Je m’interroge sur ce qui nous amène à envisager que nous avons une place dans le monde seulement si nous nous sommes battu.e.s pour l’avoir. Nous voulons « avoir » une place mais la vie nous apprendra que le plus essentiel n’est pas d’avoir une place. Le plus important, c’est d’ »être » en place, d’exister, d’englober le réel, d’être préparé.e pour toutes les transformations, les changements, qui seront nombreux.

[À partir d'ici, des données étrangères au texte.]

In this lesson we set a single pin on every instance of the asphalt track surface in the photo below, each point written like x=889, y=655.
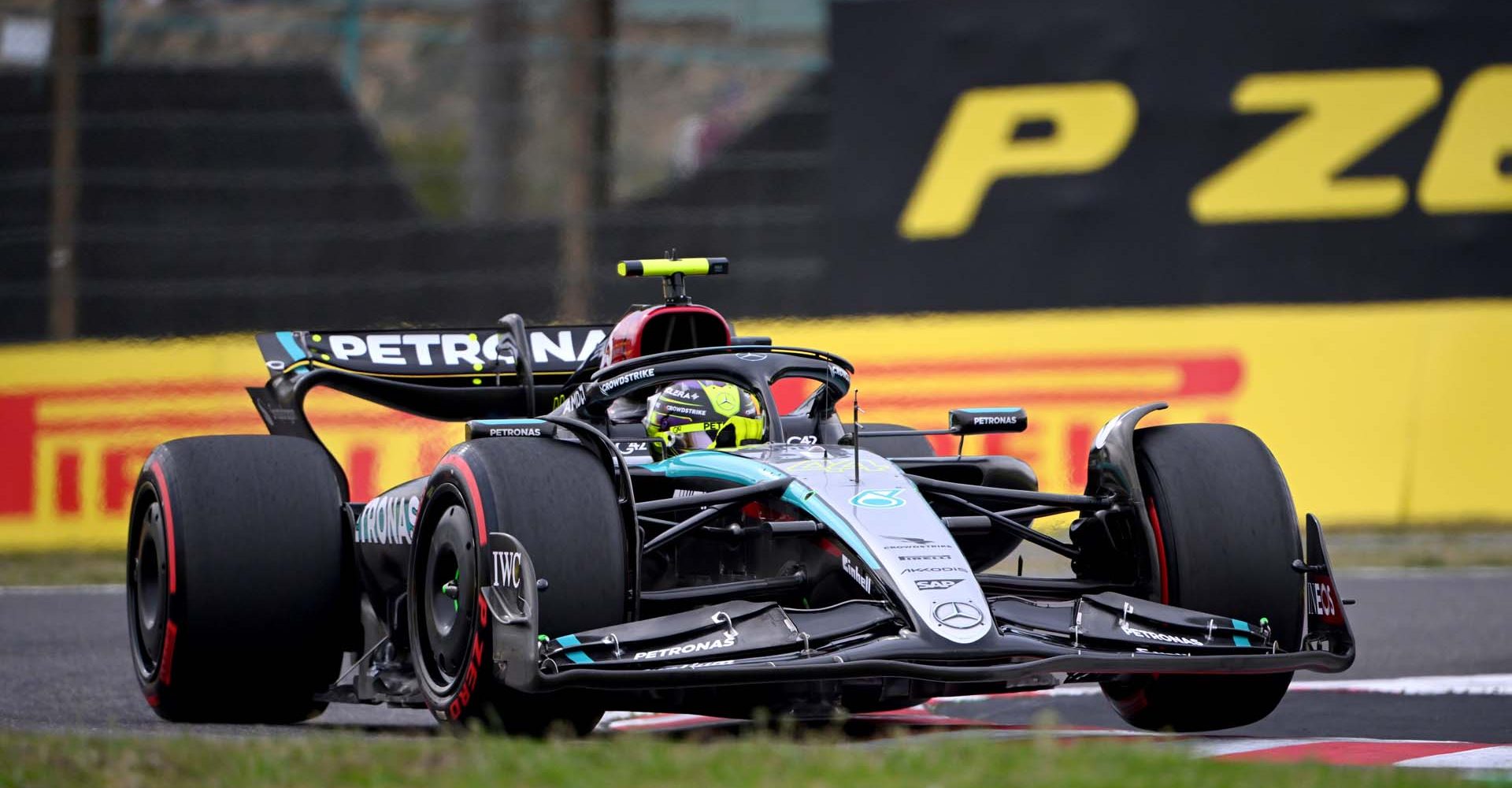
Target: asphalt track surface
x=65, y=666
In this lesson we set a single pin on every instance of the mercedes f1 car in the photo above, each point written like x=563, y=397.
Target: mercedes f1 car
x=561, y=560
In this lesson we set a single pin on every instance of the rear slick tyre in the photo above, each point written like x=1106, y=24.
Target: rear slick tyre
x=235, y=595
x=1224, y=515
x=557, y=500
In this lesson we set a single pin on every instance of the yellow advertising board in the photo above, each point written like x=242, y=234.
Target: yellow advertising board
x=1380, y=413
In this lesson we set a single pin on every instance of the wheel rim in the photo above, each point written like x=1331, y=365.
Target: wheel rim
x=447, y=597
x=149, y=585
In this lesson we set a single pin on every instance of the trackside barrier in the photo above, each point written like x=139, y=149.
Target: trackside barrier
x=1380, y=413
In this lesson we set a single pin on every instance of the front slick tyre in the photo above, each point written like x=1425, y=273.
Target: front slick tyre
x=557, y=500
x=235, y=597
x=1224, y=513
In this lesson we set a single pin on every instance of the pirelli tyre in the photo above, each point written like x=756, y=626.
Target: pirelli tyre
x=557, y=500
x=235, y=584
x=1228, y=531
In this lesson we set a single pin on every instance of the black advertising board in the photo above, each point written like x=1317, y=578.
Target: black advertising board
x=1006, y=154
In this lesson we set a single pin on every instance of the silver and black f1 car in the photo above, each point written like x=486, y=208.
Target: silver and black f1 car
x=555, y=566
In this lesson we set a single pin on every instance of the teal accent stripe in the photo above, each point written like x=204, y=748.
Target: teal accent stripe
x=572, y=640
x=746, y=470
x=291, y=347
x=1240, y=640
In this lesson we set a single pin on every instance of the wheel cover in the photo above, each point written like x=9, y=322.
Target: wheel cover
x=447, y=598
x=147, y=587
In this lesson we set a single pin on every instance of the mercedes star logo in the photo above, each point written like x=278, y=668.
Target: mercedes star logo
x=958, y=615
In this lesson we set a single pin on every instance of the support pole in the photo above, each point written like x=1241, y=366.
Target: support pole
x=76, y=35
x=584, y=139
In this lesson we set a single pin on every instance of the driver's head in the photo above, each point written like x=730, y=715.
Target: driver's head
x=691, y=414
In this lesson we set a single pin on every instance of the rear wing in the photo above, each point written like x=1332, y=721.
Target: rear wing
x=435, y=356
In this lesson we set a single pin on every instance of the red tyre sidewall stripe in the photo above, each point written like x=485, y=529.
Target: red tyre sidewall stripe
x=165, y=666
x=1160, y=551
x=460, y=466
x=466, y=690
x=169, y=524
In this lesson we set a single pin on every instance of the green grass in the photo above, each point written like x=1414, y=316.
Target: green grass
x=37, y=761
x=62, y=567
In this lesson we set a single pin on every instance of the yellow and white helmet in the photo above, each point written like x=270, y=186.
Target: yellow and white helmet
x=690, y=414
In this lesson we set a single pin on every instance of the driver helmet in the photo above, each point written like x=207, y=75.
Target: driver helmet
x=690, y=414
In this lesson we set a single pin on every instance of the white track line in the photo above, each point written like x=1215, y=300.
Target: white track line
x=1482, y=758
x=1480, y=684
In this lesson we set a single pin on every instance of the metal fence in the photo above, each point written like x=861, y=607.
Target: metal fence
x=200, y=165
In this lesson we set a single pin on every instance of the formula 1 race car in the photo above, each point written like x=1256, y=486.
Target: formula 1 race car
x=632, y=524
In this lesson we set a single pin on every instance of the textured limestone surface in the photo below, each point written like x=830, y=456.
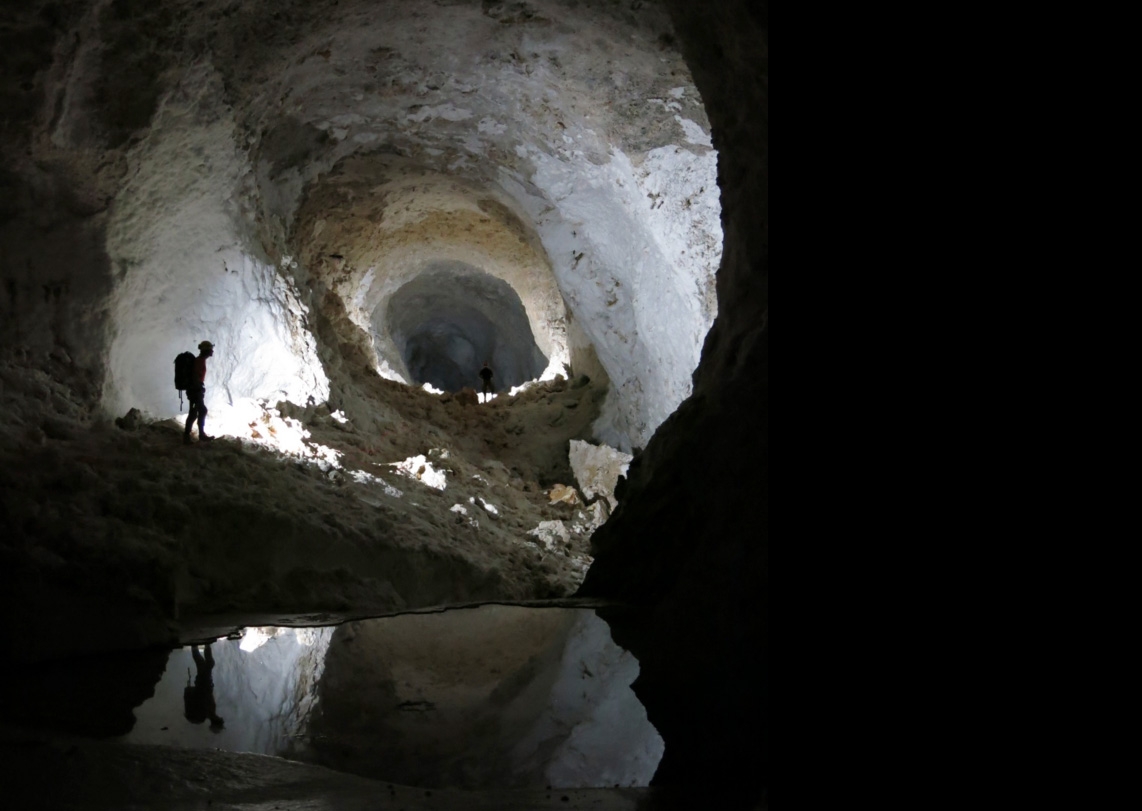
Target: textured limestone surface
x=275, y=176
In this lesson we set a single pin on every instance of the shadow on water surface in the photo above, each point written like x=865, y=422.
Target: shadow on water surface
x=497, y=696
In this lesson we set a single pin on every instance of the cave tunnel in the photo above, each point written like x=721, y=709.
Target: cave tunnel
x=450, y=320
x=352, y=199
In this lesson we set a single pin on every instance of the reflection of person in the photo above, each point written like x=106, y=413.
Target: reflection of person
x=198, y=700
x=196, y=394
x=485, y=375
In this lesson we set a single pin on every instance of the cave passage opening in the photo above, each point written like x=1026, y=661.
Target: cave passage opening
x=452, y=318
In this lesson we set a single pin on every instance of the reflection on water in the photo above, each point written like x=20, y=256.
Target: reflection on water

Avoir une place nous fige. Nous nous y agrippons par peur de la perdre, pour honorer nos batailles, nos égratignures, nos sueurs et nos larmes. Et nous parvenons, épuisé.e.s, sur ce trône qui deviendra tôt ou tard notre fardeau, notre boulet. Nous comprendrons que nous sommes assis sur des chardons, que cette place nous agresse et nous tiraille. Oui, mais nous l’aurons gagnée alors nous y resterons, coûte que coûte. Nous l’aurons gagnée, auréolé.e.s de gloire. Quelle gloire ? Gloire d’avoir dû écraser d’autres personnes ? Gloire d’avoir dû sacrifier parfois sa dignité ? Gloire d’être rongé.e par le stress à l’idée de n’être rien sans elle ? Gloire d’avoir soi-même souffert pour gagner l’estime des plus hauts placés ?
Ces personnes qui ne parviennent jamais à regagner une chaise au jeu des chaises musicales, ce sont pas les perdant.e.s. Je crois que ce sont celles et ceux qui restent debout, à côté, mais dans l’observation des cohues humaines qui se livrent bataille pour faire partie de celles et ceux qui, sagement, occuperont ces chaises, qu’on leur présente comme des trônes de vainqueur.e.s. Ces personnes qui restent à côté, dans l’observation du grand marathon humain, ce sont celles qui pourront faire le choix de s’asseoir ailleurs. Un ailleurs où elles peuvent être. Un ailleurs à côté du monde figé et inflexible. Et dans cet ailleurs, les fenêtres sont ouvertes comme les portes. Il y a des chaises, mais aussi des fauteuils, des coussins sur le sol, des sofas et des tabourets. Il y a tant, dans cet ailleurs, de places à explorer. D’expériences à saisir au vol. De lieux de calme et de repos. Juste pour contempler ce qu’il y a de beau à être, continuellement, en permanence, changeant.e.
Alors, n’occupons plus cette place aussi confortable qu’elle est déplaisante. Prendre le risque de s’asseoir ailleurs, c’est expérimenter le courage. Et faire l’expérience du courage nous change à jamais.